Overall, the death rate for heart attack patients in the hospital dipped from 9 percent to 8 percent over the two years.

The second study, by researchers at Harvard School of Public Health and other institutions, used data collected as part of a collaboration among the federal government and hospital and consumer groups. It examined 10 quality measures for the three conditions and included 3,558 hospitals — but only their Medicare patients.

The researchers found hospitals handling large numbers of patients outscored those with few patients on nearly every count.

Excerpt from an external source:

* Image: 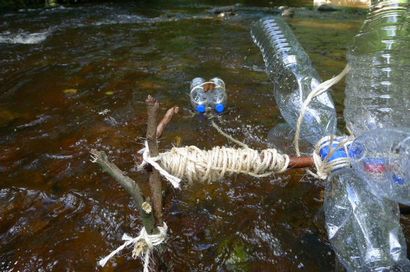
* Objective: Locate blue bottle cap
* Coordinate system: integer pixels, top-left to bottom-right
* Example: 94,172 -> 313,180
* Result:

Teaching hospitals outperformed nonteaching hospitals in treating congestive heart failure, with 85 percent and 81 percent, respectively, doing all the recommended steps. The teaching hospitals were 2 percentage points better in treating heart attacks, but lagged behind the nonteaching hospitals by the same amount on pneumonia care.

Nonprofit hospitals scored 1 to 2 percentage points better than for-profit hospitals in handling all three conditions. Hospitals in the Northeast and Midwest scored 2 to 3 percentage points better than those in the South and West for the two heart conditions, while Midwestern hospitals were the best when it came to pneumonia care.